The devastation left by the terror attack at Manchester Arena in 2017 will resonate a lifetime for those who have lost a loved one. For former police officer Aaron Parmar, supporting those families was more than a job. It was about helping people to come to terms with their trauma and grief. Now, almost two years on, he has pledged to take part in 22 10k races and dedicate each one to one of the 22 victims who lost their life, with all funds going towards We Love MCR Charity.
Aaron Parmar was working with Greater Manchester Police at the time of the bombing of Manchester Arena.
As he was called upon in the aftermath, he was professional to the core and formed a strong bond with some of the family members who were coming to terms with the impact of the attack following the Ariana Grande concert.
He took care of members of the Tron family, from Newcastle, who had lost their son, Philip, 32 and his step-daughter Courtney Boyle.
He is determined to show them that their loved ones are not forgotten, and so has begun a challenge of 22 10k races in honour of those who had their lives cruelly taken away. Each medal he receives at the event will be engraved with a victim’s name and sent to their family.
The 33-year-old, who is now a firefighter in Oldham, took on his first race in Autumn and will end on May 19, with the Manchester 10k, in honour of eight-year-old Saffie Roussos, of Leyland.
He has already completed the Ribble Valley 10k in memory of Georgina Callander, 18, from Hesketh Bank, and the Accrington 10k in honour of Michelle Kiss, 45, from Whalley.
Read more: Emotional scenes as mother describes last time she saw terror victim Georgina and 'She was a guardian angel' - family of Michelle Kiss pay emotional tribute
He has also completed the Hunters 10k in Lostock Hall for Angelika Klis, 39, from York, and the 2019 Blackburn Winter Warmer 10k for Kelly Brewster, 32, from Sheffield.
He is now gearing up to do the Stanley Park 10k in Blackpool, on Sunday, February 24 in honour of Jane Tweddle, 51.
As the Blackpool mother-of-three used to love going to the park, Aaron could not think of any better tribute.
Read more about Jane: School receptionist confirmed dead in Manchester suicide bombing
Aaron says: “I am not a runner, but I wanted to do 22 marathons, but that would be too physically demanding and I need to stay fit for my job. I knew I could do a 10k and so I decided to do one for each victim.
“I have gone for official races and tried to be as close as possible to the victims’ home towns, but that has not always been possible.
“I have been in touch with running clubs and they have supported me. Blackburn Road Runners has been unbelievable.
“I decided to dedicate my last race to Saffie, who was the youngest victim. That was the one that really got me emotionally.
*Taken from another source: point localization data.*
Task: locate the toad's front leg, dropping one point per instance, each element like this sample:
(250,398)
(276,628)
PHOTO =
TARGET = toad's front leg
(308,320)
The Manchester 10k will be massive, as it is so close to the anniversary.
“As it is the last one, I will be wearing my full firefighter kit. It will be a real big effort for her and it will be quite emotional.”
Read more about Saffie: 'If it wasn't for the generosity of the public, we'd be on the streets' - dad of terror victim Saffie Roussos
Aaron, who left the police force to become a firefighter shortly after the attack, can still recall the scenes on May 22 2017.
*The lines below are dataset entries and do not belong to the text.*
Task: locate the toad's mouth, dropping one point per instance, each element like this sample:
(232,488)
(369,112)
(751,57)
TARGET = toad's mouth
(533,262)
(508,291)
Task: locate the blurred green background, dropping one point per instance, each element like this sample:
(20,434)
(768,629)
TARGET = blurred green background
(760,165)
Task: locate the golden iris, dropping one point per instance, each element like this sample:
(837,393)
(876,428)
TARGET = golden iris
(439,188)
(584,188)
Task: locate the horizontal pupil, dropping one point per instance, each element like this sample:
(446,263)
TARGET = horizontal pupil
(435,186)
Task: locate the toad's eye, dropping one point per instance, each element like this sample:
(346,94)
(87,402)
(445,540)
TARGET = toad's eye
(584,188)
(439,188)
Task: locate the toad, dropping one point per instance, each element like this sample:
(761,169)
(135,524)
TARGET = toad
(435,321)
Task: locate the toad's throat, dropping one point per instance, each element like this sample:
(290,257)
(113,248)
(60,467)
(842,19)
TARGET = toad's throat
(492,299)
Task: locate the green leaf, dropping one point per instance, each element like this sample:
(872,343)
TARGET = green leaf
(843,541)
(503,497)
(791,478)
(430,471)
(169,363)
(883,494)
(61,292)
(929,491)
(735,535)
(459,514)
He says: “The best way to describe it as a ‘bit of a blur’.
“It was emotional, but we were there in a professional role and we had a job to do.
“One key skill is empathy. I was watching a family’s life fall apart and you can’t help but feel it with them.
“It was hard watching them go through it all and not being able to take it away from them.
“It was also a proud time for the police force. The whole country was behind us. We were dedicated to our work and sacrificed our home lives to be there for the victims and their families.”
Philip Tron, 32, was amongst the victims, along with his step-daughter, Courtney Boyle, 19.
Aaron was there every step of the way in supporting their families in the aftermath.
He recalls: “I was working with them for a couple of weeks. Through working with them I built a bond with them.
“They are still grieving and finding it difficult. I think about them every day.
“We became friends as a result and we have kept in touch almost every day though social media for almost two years. They encouraged me to be a firefighter, saying life was too short and it really struck a note with me.
“Even though I have changed roles, I will want them to know I am still thinking out them.”
Aaron originally aimed to raise £500, but after gaining support from the victims’ families, he has now raised more than £6,500 for the We Love MCR Charity.
The father-of-one, from Rochdale, is now aiming for £10,000.
He adds: “Since I started this, it has escalated. The support I have had from families and the public has been overwhelming.
“Through the power of social media, I have been able to reach out to the families of the victims and they have sent me private messages to thank me and wish me well, which is really nice.
“I am doing this for the families of the 22 victims. It is also for the 800 who were physically injured and the 3,000 people who are receiving counselling. It might go a bit of the way to help them.”